Ayer de mañana tropecé en la calle con una muchacha delgada, de vestido un poco más largo que lo regular, y bastante mona, a lo que me pareció. Me volví a mirarla y la seguí con los ojos hasta que dobló la esquina, tan poco preocupada ella por mi plantón como pudiera haberlo estado mi propia madre. Esto es frecuente.

Tenía, sin embargo, aquella figurita delgada un tal aire de modesta prisa en pasar inadvertida, un tan franco desinterés respecto de un badulaque cualquiera que con la cara dada vuelta está esperando que ella se vuelva a su vez, tan cabal indiferencia, en suma, que me encantó, bien que yo fuera el badulaque que la seguía en aquel momento.

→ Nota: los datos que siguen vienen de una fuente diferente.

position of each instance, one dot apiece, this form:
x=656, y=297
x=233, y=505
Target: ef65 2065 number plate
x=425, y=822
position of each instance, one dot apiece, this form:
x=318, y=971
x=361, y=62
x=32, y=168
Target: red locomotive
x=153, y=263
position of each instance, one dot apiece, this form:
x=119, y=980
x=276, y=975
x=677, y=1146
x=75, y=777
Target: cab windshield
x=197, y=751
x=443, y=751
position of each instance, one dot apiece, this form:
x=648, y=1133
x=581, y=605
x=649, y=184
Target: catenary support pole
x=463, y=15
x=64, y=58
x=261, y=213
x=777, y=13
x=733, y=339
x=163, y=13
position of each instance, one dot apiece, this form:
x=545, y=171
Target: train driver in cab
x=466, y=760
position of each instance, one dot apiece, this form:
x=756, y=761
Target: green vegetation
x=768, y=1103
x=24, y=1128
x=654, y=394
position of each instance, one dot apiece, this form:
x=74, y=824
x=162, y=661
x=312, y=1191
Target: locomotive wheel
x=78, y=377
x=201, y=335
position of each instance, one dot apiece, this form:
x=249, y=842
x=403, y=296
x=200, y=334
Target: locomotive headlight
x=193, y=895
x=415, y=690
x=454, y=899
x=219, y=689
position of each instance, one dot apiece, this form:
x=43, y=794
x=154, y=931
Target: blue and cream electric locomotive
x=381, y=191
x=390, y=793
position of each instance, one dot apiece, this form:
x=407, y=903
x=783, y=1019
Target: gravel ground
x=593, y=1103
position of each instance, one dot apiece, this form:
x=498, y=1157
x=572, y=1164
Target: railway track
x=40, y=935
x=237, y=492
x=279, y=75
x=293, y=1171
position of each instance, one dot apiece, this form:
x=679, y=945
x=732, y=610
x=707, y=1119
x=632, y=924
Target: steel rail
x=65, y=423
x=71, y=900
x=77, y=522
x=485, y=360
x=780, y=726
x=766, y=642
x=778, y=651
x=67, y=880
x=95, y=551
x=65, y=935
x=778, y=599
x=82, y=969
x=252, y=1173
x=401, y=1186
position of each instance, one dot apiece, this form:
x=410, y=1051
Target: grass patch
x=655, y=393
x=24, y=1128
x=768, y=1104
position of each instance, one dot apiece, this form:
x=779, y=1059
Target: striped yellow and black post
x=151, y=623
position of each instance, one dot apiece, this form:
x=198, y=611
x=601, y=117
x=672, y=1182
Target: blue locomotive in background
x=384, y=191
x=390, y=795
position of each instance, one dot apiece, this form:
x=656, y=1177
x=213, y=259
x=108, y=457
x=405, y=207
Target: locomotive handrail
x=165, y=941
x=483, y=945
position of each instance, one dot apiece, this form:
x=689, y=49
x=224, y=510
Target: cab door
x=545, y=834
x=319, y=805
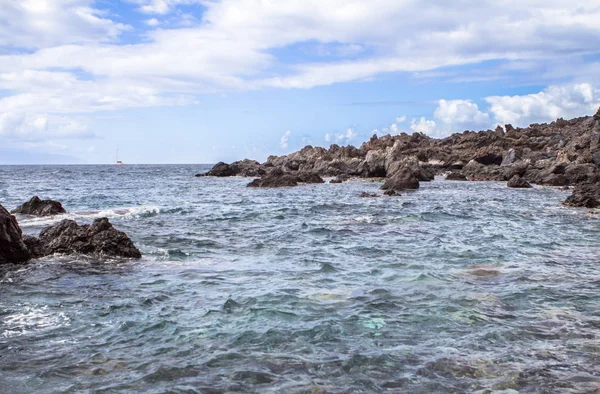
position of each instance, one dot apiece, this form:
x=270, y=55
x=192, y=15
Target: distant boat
x=119, y=162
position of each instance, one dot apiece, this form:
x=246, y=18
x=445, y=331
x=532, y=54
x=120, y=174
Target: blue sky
x=198, y=81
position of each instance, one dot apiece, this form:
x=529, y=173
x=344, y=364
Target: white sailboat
x=119, y=162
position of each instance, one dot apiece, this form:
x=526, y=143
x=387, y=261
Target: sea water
x=457, y=287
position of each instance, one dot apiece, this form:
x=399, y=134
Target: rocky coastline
x=562, y=153
x=99, y=239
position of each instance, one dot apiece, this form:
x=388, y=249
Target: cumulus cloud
x=566, y=101
x=73, y=60
x=461, y=114
x=283, y=142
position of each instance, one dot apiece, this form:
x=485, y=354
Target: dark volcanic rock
x=12, y=247
x=38, y=207
x=368, y=195
x=518, y=182
x=456, y=176
x=309, y=177
x=221, y=169
x=587, y=196
x=98, y=239
x=402, y=180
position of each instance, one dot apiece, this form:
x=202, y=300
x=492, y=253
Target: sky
x=200, y=81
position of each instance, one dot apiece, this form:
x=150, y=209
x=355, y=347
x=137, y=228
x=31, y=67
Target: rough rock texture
x=368, y=195
x=518, y=182
x=38, y=207
x=402, y=180
x=279, y=178
x=564, y=152
x=99, y=239
x=12, y=247
x=586, y=195
x=455, y=176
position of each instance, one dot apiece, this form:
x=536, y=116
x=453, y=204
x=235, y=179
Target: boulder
x=247, y=168
x=456, y=176
x=309, y=177
x=12, y=247
x=275, y=178
x=38, y=207
x=221, y=169
x=586, y=195
x=518, y=182
x=401, y=180
x=509, y=158
x=99, y=239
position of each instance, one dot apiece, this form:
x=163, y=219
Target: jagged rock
x=221, y=170
x=509, y=158
x=518, y=182
x=401, y=180
x=99, y=239
x=12, y=248
x=456, y=176
x=368, y=195
x=38, y=207
x=247, y=168
x=586, y=195
x=309, y=177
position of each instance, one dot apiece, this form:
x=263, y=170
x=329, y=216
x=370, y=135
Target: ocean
x=457, y=287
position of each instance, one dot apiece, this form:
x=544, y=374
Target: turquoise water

Aunque yo tenía que hacer, la seguí y me detuve en la misma esquina. A la mitad de la cuadra ella cruzó y entró en un zaguán de casa de altos.

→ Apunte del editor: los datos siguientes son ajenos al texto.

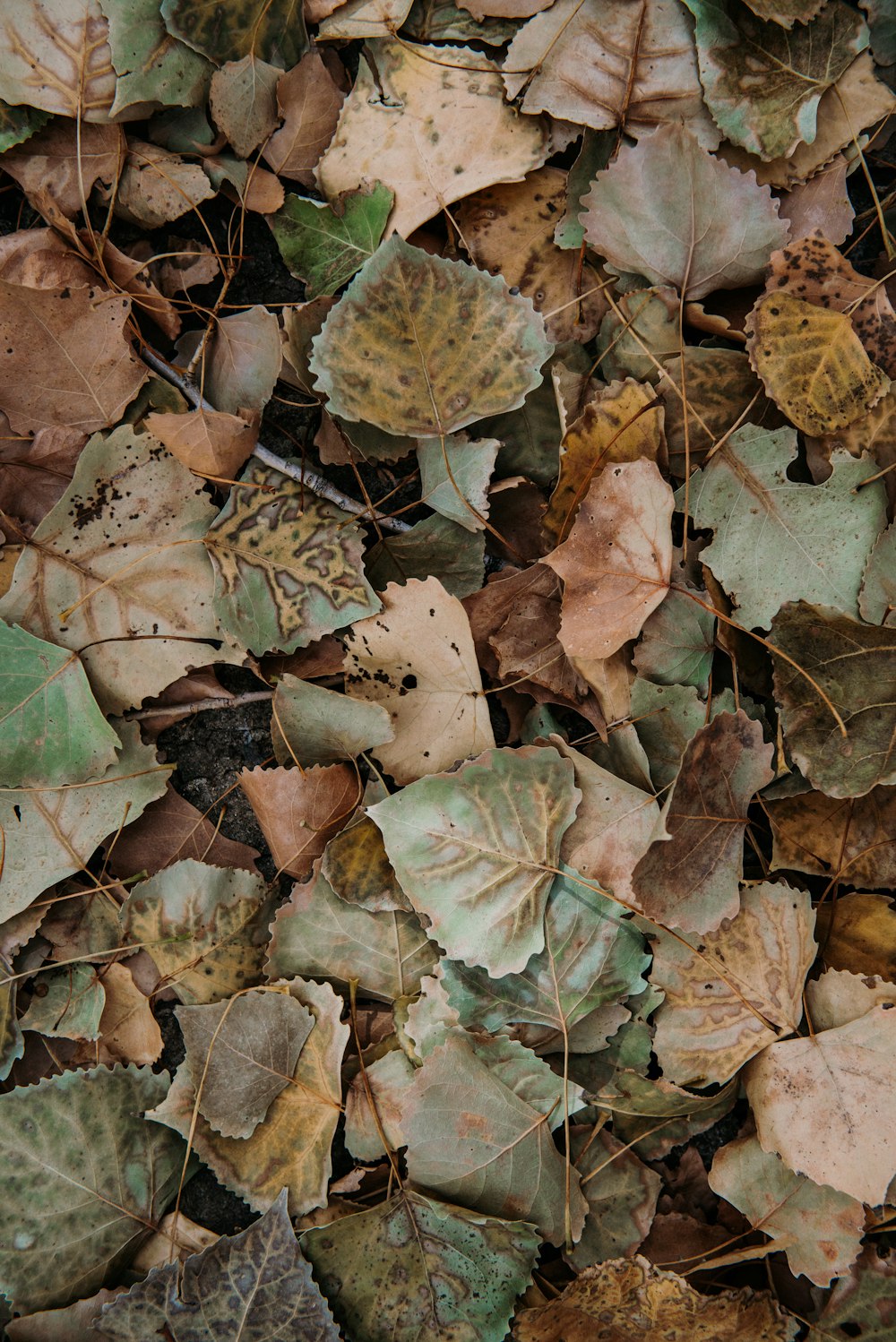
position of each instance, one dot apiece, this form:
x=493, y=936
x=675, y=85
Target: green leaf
x=781, y=541
x=475, y=851
x=318, y=935
x=855, y=666
x=591, y=956
x=313, y=725
x=253, y=1286
x=289, y=568
x=85, y=1180
x=762, y=83
x=326, y=245
x=200, y=926
x=424, y=347
x=415, y=1269
x=48, y=834
x=51, y=729
x=226, y=30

La muchacha tenía un traje oscuro y muy tensas las medias. Ahora bien, deseo que me digan si hay una cosa en que se pierda mejor el tiempo que en seguir con la imaginación el cuerpo de una chica muy bien calzada que va trepando una escalera. No sé si ella contaba los escalones; pero juraría que no me equivoqué en un solo número y que llegamos juntos a un tiempo al vestíbulo.

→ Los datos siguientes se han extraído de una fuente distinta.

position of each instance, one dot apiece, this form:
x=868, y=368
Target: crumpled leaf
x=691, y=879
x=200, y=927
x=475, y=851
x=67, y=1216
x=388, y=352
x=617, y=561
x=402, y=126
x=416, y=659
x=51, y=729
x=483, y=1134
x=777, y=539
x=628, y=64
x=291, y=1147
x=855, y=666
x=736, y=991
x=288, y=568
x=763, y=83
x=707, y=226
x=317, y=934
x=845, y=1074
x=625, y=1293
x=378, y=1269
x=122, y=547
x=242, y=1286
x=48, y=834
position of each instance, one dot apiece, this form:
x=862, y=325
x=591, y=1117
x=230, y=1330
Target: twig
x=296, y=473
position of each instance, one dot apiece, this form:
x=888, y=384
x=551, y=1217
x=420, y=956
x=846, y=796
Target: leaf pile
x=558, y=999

Dejé de verla, pues. Pero yo quería deducir la condición de la chica del aspecto de la casa, y seguí adelante, por la vereda opuesta.

Pues bien, en la pared de la misma casa, y en una gran chapa de bronce, leí:

DOCTOR SWINDENBORG

FÍSICO DIETÉTICO

¡Físico dietético! Está bien. Era lo menos que me podía pasar esta mañana. Seguir a una mona chica de traje azul marino, efectuar a su lado una ideal ascensión de escalera, para concluir…

¡Físico dietético!... ¡Ah, no! ¡No era ése mi lugar, por cierto! ¡Dietético! ¿Qué diablos tenía yo que hacer con una muchacha anémica, hija o pensionista de un físico dietético? ¿A quién se le puede ocurrir hilvanar, como una sábana, estos dos términos disparatados: amor y dieta? No era todo eso una promesa de dicha, por cierto. ¡Dietético!... ¡No, por Dios! Si algo debe comer, y comer bien, es el amor. Amor y dieta… ¡No, con mil diablos!

Esto era ayer de mañana. Hoy las cosas han cambiado. La he vuelto a encontrar, en la misma calle, y sea por la belleza del día o por haber adivinado en mis ojos quién sabe qué religiosa vocación dietética, lo cierto es que me ha mirado.

“Hoy la he visto…, la he visto… y me ha mirado…”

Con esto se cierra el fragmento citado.